Capítulo XXIX
Lisa, Leonardo y Yo
Nos asentamos en Anchiano, cercano a Vinci, una pequeña aldea de viñedos, henchida de olivos. Abandoné el arte por el campo, tan sólo quería casarme y rehacer mi vida con Elisa de Molay, mi Lisa, como solía llamarle Leonardo.
Todavía la recuerdo junto a la ventana de piedras rústicas esperando mi llegada, amando sus silencios, encubriendo su mirada de secretos que le atormentaban–¿Qué arrinconas bajo tu pecho que duele tanto? ¿Quién estremece tus sueños en cada noche? ¿Cómo podremos amarte sin tocarte, sin escuchar el paso diabólico de tu presencia?
Mi amada Lisa, ni toda la opulencia del rey Sol, colmarían tanto como el calor de nuestra chimenea, el arenque con vegetales, coles y vino silvestre.
— Ubaldo ¿Te has fijado en la casa cercana a la encina? ¿Por qué no pesquisas? Quizás nos sorprenda lo que hay detrás de sus muros.
— ¡No mujer, suficiente con nuestros asuntos para sumar un problema más!
—¡Cuando regreses recoge bellotas.
Crucé dos patios, saltando sus muros tras escuchar el tropel de caballos acercándose a mí, un tanto asustado cayó mi cuerpo sobre uno de mis brazos tropezando contra un cúmulo de arena caliza, me retorcía un dolor punzante y en aquella curiosa profanación, me escondí en la esquina opuesta a la puerta principal, logrando ver la sombra de un Prior, distinguido por sus fornidos brazos. Una anciana salía a su encuentro vitoriando con regocijo:
-¡Señor Leonardo, no lo esperábamos! -
Entró, cerró la puerta de un golpe, quise volver por el mismo sendero, pero el dolor me paralizaba, temía que mi brazo estuviese roto y los vientos de golondrinas o el mugido de cabras me descubriesen, al momento que una voz apasible salía del mismísimo cielo.

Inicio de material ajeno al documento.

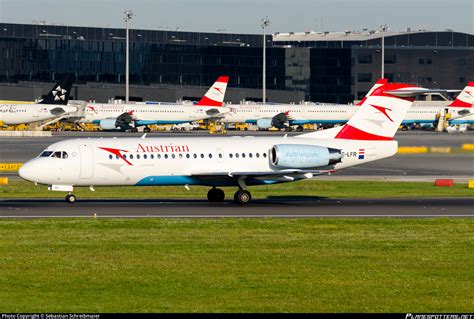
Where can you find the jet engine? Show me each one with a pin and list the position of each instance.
(303, 156)
(108, 124)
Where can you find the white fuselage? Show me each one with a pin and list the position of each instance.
(12, 114)
(147, 114)
(323, 114)
(180, 161)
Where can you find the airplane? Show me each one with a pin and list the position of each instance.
(52, 106)
(130, 116)
(227, 161)
(278, 115)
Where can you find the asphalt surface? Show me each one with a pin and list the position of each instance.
(280, 207)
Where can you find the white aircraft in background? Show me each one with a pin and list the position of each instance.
(227, 161)
(278, 115)
(52, 106)
(130, 116)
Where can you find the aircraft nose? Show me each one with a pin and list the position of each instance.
(27, 172)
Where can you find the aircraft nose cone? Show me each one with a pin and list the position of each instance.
(26, 172)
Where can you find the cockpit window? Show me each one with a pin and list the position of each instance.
(46, 154)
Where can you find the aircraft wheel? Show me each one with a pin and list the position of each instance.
(71, 198)
(242, 197)
(215, 195)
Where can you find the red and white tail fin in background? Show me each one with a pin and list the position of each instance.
(465, 98)
(215, 95)
(381, 114)
(377, 84)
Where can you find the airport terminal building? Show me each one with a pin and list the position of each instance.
(172, 65)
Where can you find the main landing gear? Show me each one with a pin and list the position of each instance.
(215, 195)
(71, 198)
(242, 196)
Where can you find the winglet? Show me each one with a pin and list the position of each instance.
(215, 95)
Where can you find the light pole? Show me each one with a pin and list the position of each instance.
(128, 16)
(384, 28)
(265, 23)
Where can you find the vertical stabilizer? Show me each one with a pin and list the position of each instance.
(215, 95)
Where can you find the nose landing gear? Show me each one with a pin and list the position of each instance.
(242, 197)
(70, 198)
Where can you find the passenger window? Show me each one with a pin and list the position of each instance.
(46, 154)
(57, 154)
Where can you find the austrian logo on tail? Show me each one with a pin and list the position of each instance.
(383, 110)
(218, 90)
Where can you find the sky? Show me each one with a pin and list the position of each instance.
(243, 16)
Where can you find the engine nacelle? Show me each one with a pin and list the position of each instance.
(108, 124)
(264, 123)
(303, 156)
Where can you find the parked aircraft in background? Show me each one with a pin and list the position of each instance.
(52, 106)
(130, 116)
(284, 115)
(227, 161)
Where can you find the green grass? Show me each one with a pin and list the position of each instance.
(237, 265)
(333, 189)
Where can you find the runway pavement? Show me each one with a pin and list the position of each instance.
(279, 207)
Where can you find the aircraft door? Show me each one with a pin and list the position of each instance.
(87, 160)
(220, 155)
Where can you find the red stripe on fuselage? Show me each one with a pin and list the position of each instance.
(116, 152)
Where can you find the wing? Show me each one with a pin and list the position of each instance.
(280, 175)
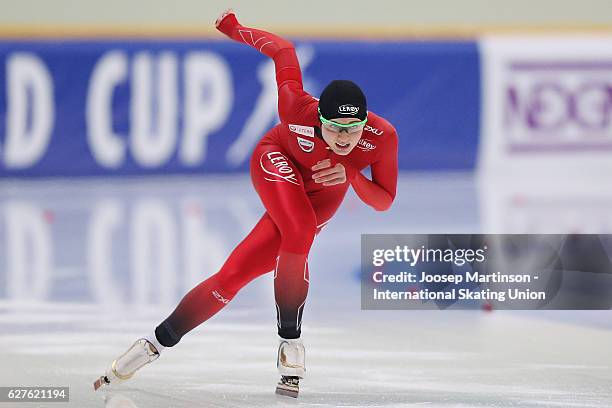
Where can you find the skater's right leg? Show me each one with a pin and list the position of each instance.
(254, 256)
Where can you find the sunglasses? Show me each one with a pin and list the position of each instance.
(336, 127)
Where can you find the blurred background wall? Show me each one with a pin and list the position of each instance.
(304, 17)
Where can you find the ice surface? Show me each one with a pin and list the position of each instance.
(102, 262)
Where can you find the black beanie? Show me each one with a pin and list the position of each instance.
(343, 99)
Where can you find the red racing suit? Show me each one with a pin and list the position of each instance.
(296, 207)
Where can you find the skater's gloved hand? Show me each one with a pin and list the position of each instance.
(226, 22)
(328, 175)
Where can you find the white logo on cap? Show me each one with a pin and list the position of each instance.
(348, 109)
(302, 130)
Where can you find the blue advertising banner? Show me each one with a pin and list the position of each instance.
(79, 108)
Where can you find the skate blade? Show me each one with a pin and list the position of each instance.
(287, 390)
(99, 383)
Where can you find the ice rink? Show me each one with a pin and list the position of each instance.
(87, 266)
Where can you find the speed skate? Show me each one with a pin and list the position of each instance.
(141, 353)
(291, 364)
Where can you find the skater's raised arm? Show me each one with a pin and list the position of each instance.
(379, 192)
(292, 98)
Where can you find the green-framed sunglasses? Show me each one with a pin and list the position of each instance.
(336, 127)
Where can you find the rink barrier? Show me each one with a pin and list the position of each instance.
(72, 107)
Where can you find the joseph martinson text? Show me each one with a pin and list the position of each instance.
(450, 293)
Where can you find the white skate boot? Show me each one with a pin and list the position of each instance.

—¿Esperando pillar de noche, por un trozo de pan?
–No, no, no Señor, soy pintor de Caprisi, me llamo Ubaldo, si me permite saldré ahora mismo de su campiña, que sin maldad de intenciones, escalé sus muros, resbalando, temo que mi brazo está roto.
—Cuánto lo siento caballero, bajaré por ti, no te muevas.—
Ese hombre de pasmosa generosidad me cargo en sus hombros hacia un gran salón, con mesas por doquier cubiertas de pliegos, artilugios, planos geométricos y astronómicos, estiletes de plomo, una camilla con tenacillas, cuchillas en el piso, palas. Vendó mi brazo, calmó un poco el dolor con ungüentos. ¡Sino era médico, lo parecía! Después de caer en un profundo sueño, desperté y marchaba, agradecido por su pronto auxilio, anonadado en aquel lugar de experimentos, con restos humanos.
-Soy Leonardo di ser Piero da Vinci. Es incómodo decirlo, pero me escabullo de vez en cuando del ruido mundanal de Florencia. Como tú, soy pintor, iniciado en la escuela verrocciana, al mismo tiempo desarrollo un tratado de hidráulica, aeronáutica y dinámica por cierto he aprendido grafología junto a mi maestro Jacopo.
—¿Sois zurdo?- Veo el trazo interno a su izquierda, lo cual dificulta escribir con su diestra.
- Lo soy, es forzoso sobrevivir la ignorancia, la iglesia ha trazado su plan por más de mil años, sino lo crees lee a Juan, han inventado un cielo tan exagerado que el pueblo se cree un mar de cristal, y las calles de oro, tanto así que los bastardos, las brujas, mucho menos los zurdos tenemos un espacio en ese manicomio. No me veo compartiendo alabanzas con los mismos que arrancan las cabezas a los herejes husitas.
Lisa me esperaba como siempre con su cabellera reposada en sus hombros, el velo de alumbrada.
Y cuando vio de lejos a Leonardo, salto a recibirnos con alegría, profetizando a voces:
- ¡El sol de Florencia viene hacia a mí, de los cuatro vientos te han recogido, serás el estandarte místico con nombre sempiterno. He esperado tiempo de tiempos, por nacer este día, puedo ver tu rostro. Que el Kujata, proteja tus caminos, que seas librado del Ghoul y el Yinn te conceda vida hasta que cumplas tu misión en la tierra!
Leonardo de la villa de Vinci, se apegó a nuestra morada, y aunque sabía sin saberlo que era perseguida, acusada y sentenciada a muerte, la protegía sin que supiésemos nada. El gran hermano de Sión, pintaba sobre una tabla de álamo cada tarde en su sillón a su misteriosa Lisa en cinta. Se enamoró tanto como yo, perdidamente de ella, Lisa Bernard de Molay, podía vernos en sus ojos. Y ella amaba al amor.